La Fédération autonome de l'enseignement (FAE), dont plus des deux tiers des membres sont des femmes, louange la stratégie du gouvernement Couillard tout en s'inquiétant de son manque « d'objectifs clairs ».

Par voie de communiqué, la FAE s'inquiète aussi « de l'absence d’un réel programme d’éducation à la sexualité au profit de simples apprentissages disséminés tout au long du parcours scolaire ». Le regroupement de syndicats souligne que les enseignants auront besoin de professionnels » pour les soutenir en la matière.

Un point de vue partagé par Manon Massé de Québec solidaire qui affirme que les gens n'ont pas tous la capacité et l'expertise d'aborder, avec les jeunes, des questions « sensibles » et complexes. Par exemple, « parler du consentement, ce n'est pas simple », explique la députée de Sainte-Marie-Saint-Jacques.

Manon Massé en a aussi contre le budget alloué à la stratégie. Les 32 millions de nouveaux crédits « sont des ''pinottes'' », critique-t-elle.

La députée s'interroge sur le moment choisi pour dévoiler cette stratégie. Du fait que l'Assemblée nationale ne siège pas, dit-elle en substance, y a-t-il une volonté du gouvernement de ne pas prêter flanc aux critiques de l'opposition? « Lorsque la Chambre ne siège pas, il faut être assez malin pour parvenir à se faire entendre », commente Manon Massé.

Au Parti québécois, on dénonce le fait que le financement de la stratégie soit majoritairement prévu pour 2021 et que rien ne soit prévu pour financer les programmes ayant subi d’importantes compressions. Par ailleurs, le Parti Québécois dit attendre encore des mesures pour favoriser l’engagement des femmes en politique.

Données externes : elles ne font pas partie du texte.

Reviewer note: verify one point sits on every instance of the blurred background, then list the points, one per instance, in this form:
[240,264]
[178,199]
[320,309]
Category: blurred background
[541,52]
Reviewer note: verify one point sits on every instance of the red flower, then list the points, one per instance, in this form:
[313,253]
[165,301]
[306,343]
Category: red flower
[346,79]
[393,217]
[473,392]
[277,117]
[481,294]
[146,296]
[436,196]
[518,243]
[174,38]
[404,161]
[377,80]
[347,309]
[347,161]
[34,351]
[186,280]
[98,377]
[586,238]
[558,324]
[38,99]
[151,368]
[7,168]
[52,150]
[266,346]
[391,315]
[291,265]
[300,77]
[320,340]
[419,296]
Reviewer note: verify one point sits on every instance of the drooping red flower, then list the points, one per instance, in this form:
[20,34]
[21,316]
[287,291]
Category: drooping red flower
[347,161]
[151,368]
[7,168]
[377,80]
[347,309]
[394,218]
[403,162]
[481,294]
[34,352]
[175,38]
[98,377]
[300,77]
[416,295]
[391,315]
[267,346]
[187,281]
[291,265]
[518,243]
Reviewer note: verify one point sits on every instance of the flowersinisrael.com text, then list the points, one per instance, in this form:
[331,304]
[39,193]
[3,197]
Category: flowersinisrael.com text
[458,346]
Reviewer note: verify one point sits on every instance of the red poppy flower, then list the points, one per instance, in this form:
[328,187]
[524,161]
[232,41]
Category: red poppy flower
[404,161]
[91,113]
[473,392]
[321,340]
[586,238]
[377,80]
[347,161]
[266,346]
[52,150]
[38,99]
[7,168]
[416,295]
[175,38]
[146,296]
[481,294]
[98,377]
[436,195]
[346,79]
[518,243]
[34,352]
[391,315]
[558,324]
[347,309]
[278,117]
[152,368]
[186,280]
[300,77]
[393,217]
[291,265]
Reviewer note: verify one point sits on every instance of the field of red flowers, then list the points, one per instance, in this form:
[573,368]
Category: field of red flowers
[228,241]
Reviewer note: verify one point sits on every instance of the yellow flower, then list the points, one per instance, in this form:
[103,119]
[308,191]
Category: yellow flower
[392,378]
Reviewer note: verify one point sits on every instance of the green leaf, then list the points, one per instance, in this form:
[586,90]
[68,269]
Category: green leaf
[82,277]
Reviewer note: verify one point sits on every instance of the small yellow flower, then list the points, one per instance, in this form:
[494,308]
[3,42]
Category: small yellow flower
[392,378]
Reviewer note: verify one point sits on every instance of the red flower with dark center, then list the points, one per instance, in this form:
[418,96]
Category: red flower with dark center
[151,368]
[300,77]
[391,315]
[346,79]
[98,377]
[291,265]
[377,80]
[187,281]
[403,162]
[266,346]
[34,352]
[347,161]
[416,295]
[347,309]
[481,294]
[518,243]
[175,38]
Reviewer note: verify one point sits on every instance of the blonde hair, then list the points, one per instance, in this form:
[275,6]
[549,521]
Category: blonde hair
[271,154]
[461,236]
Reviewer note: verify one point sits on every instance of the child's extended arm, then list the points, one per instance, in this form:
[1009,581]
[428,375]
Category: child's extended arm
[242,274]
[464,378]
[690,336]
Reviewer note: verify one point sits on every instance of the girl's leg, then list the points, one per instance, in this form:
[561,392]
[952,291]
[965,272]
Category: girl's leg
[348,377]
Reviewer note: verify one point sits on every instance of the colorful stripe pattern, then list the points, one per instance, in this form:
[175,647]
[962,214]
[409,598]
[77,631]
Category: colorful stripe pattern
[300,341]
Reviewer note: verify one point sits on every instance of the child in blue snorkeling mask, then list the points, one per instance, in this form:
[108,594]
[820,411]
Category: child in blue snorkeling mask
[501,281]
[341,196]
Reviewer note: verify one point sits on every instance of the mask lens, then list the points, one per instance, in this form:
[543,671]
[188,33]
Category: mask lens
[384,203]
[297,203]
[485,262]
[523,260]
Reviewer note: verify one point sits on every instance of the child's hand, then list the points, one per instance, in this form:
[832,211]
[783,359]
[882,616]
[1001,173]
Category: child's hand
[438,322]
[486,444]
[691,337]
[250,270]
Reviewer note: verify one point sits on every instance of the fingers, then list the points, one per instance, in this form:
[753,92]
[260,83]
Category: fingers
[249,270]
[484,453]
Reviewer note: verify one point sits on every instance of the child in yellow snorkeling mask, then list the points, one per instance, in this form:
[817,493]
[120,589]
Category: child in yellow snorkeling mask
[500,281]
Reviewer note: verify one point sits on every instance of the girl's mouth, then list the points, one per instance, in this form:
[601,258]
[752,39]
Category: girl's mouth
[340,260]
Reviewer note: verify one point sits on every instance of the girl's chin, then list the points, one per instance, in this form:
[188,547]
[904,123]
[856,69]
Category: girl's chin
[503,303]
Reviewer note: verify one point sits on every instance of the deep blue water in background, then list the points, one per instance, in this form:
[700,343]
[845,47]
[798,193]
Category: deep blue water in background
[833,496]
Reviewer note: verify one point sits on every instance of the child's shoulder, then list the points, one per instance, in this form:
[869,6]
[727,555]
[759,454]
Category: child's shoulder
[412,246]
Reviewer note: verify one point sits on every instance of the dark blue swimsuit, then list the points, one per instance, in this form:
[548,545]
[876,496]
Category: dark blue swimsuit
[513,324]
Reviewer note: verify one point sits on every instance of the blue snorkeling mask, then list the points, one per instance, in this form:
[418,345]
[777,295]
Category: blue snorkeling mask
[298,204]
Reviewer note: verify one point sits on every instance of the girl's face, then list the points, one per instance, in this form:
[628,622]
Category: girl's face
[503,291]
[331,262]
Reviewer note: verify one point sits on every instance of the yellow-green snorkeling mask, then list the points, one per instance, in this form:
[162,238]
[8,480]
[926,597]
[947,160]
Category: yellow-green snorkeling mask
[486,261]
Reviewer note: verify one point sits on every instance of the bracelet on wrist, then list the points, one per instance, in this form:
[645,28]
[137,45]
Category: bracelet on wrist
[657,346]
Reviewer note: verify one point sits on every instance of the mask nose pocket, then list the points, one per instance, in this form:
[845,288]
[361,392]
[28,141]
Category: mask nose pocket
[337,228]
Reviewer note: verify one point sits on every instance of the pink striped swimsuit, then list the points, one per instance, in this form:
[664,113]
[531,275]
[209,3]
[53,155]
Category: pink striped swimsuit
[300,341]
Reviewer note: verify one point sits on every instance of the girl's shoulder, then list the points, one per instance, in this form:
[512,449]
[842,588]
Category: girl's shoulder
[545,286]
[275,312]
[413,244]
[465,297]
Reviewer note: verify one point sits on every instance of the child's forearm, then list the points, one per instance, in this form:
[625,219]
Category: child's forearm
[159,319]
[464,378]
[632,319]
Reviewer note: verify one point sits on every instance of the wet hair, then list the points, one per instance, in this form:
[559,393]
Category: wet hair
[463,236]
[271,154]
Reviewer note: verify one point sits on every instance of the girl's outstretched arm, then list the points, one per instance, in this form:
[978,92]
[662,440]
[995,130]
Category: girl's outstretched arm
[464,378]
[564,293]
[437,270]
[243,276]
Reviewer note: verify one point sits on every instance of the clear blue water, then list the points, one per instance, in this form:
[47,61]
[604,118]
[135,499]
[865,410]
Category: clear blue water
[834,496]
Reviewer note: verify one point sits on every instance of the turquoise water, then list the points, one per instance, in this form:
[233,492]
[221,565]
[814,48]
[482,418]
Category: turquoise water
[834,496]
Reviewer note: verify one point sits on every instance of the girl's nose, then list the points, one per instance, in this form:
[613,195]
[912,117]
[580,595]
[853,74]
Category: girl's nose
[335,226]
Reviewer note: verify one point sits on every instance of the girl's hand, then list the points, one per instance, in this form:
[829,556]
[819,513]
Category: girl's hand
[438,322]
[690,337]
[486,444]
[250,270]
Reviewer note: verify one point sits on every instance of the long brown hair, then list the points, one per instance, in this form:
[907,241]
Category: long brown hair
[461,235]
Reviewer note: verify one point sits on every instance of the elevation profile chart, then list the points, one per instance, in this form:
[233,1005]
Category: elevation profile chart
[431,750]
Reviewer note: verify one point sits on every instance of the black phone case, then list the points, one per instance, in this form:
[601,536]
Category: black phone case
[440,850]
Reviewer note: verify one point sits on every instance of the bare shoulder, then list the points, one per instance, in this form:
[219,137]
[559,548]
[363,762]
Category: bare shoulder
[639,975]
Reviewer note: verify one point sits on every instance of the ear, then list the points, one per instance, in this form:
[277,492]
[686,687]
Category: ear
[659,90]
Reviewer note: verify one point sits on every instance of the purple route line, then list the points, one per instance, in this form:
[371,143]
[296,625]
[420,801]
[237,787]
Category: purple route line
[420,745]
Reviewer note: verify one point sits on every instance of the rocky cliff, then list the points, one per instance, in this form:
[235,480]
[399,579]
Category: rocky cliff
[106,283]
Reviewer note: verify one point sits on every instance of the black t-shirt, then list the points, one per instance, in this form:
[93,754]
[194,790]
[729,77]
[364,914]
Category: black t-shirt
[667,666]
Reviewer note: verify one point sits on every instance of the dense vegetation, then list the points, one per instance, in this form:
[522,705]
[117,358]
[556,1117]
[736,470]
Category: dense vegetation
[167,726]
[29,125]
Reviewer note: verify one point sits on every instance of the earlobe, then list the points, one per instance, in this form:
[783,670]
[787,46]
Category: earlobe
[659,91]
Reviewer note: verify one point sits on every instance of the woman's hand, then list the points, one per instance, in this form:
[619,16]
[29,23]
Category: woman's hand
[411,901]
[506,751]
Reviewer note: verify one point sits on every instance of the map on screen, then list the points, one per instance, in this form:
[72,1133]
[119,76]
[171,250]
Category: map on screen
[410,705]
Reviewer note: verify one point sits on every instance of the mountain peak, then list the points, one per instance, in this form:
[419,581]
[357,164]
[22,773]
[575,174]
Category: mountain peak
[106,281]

« On sent que les élections s'en viennent » - Sylvie Lévesque

Sylvie Lévesque dirige la Fédération des associations de familles monoparentales et recomposées du Québec (FAFMRQ) et elle est également membre du Groupe des treize, une coalition qui défend les droits des femmes.

Selon elle, il aurait fallu que le gouvernement établisse une loi-cadre pour cet enjeu crucial qu'est la conciliation travail-famille-études. À ce sujet, Sylvie Lévesque attend que la ministre de la Famille du Québec annonce l'an prochain son plan d'action. « On sent que les élections s'en viennent », affirme-t-elle en faisant référence aux annonces et aux crédits à venir et à ceux que le gouvernement a récemment accordés.